BFSI: PSU banks reported strong numbers due to recoveries, which drove down credit costs and lower opex. MFIs saw a weak Q2, driven by higher credit costs. NBFCs and private banks were a mixed bag, with misses driven by elevated credit costs.

FMCG and Retail: Larger companies indicated a weakening of urban demand, raw material inflation, and the inability to take commensurate price hikes.

Auto OEMs and Ancillaries: Auto OEMs were impacted by demand issues and raw material costs. Q2 was strong for Auto Ancillaries.

Chemicals: Sluggish demand and piling of inventory with customers led to misses. Favourable revenue mix and strong contract manufacturing revenue drove select beats.

Oil Refining & Marketing and City Gas Distribution: Oil Refining & Marketing saw a tepid Q2, due to a weak GRM and the LPG business struggling to recover. CGD companies missed estimates due to higher gas costs.

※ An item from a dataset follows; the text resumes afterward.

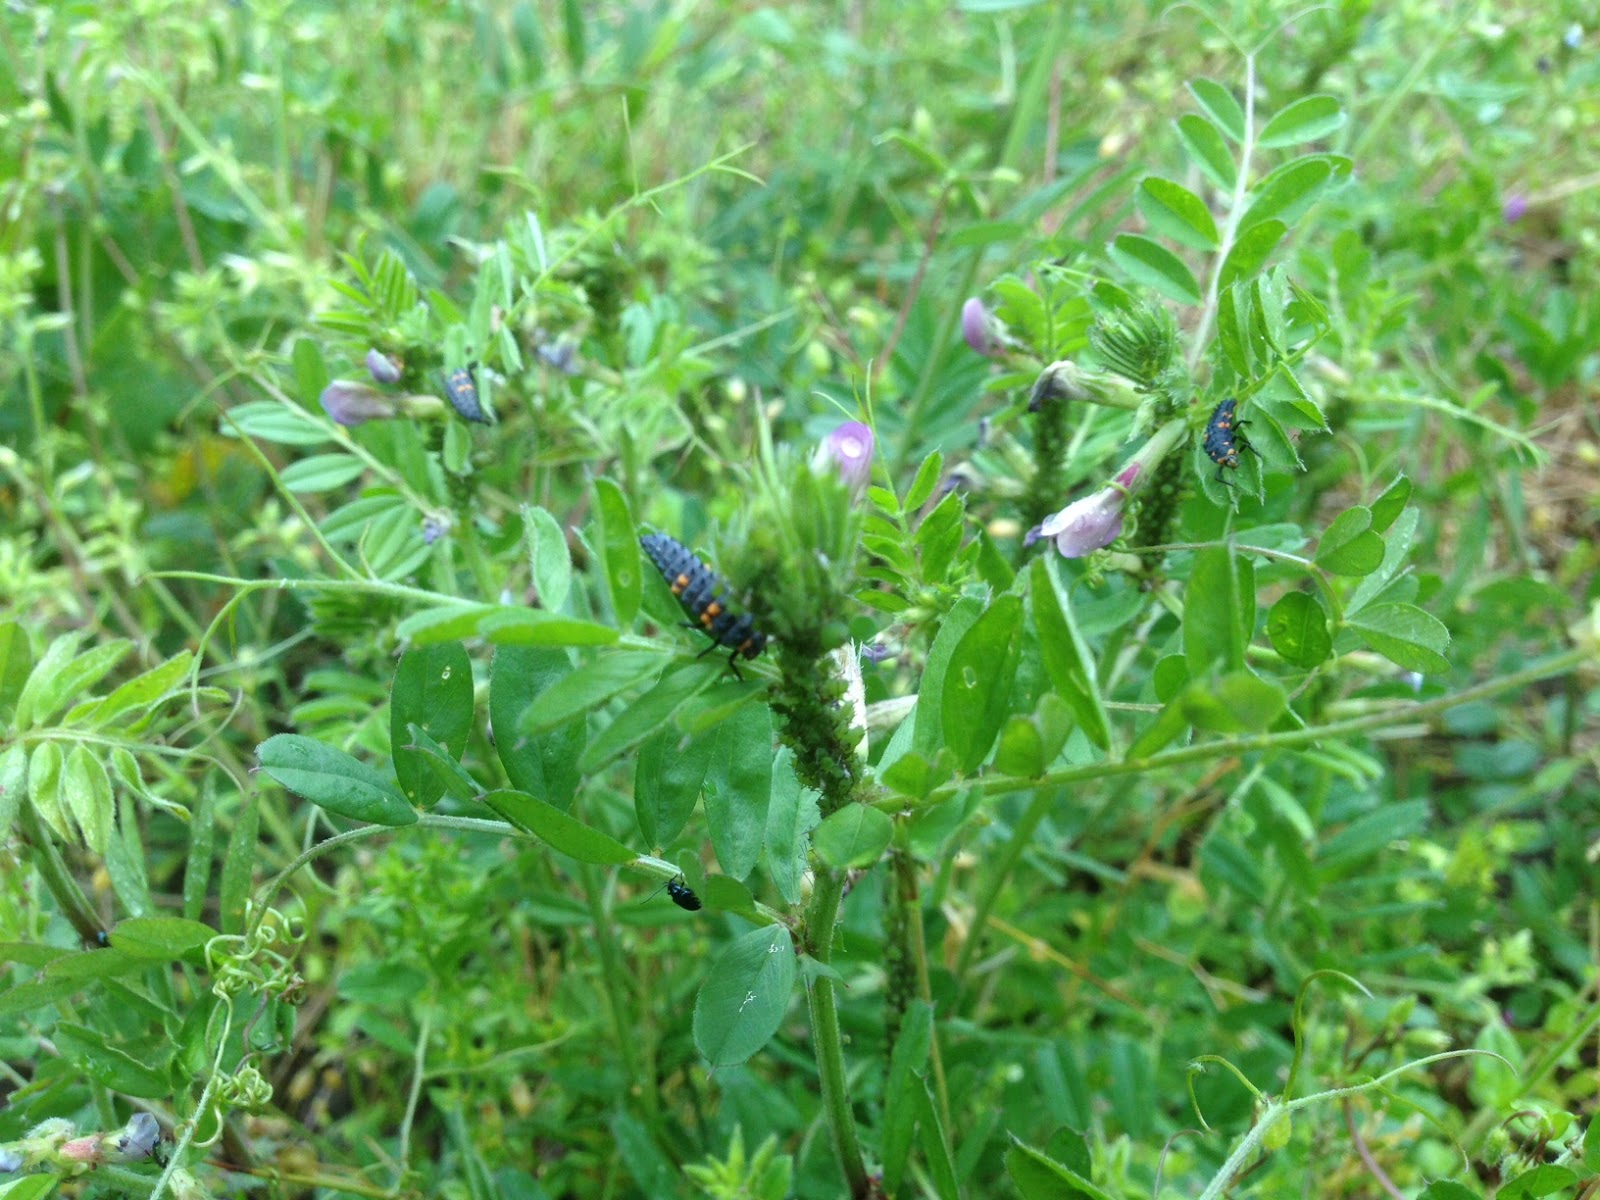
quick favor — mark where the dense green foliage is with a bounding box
[2,4,1598,1199]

Real estate, REITs, and hotels: Timely project completions and inventory sales drove beats in real estate. Hotels saw a good Q2 and hinted at a robust Q3 (wedding season). Mall consumption was weak.

EMS and consumer durables: Strong Q2 for EMS companies, lower channel inventories and acquisitions drove growth. Consumer durable companies largely missed estimates, driven by weak demand, high raw material prices, elevated ad spends and BIS-related impacts.

Building Materials: Largely missed, due to aggressive pricing by unorganized players, lower utilization levels and the resulting operating deleverage.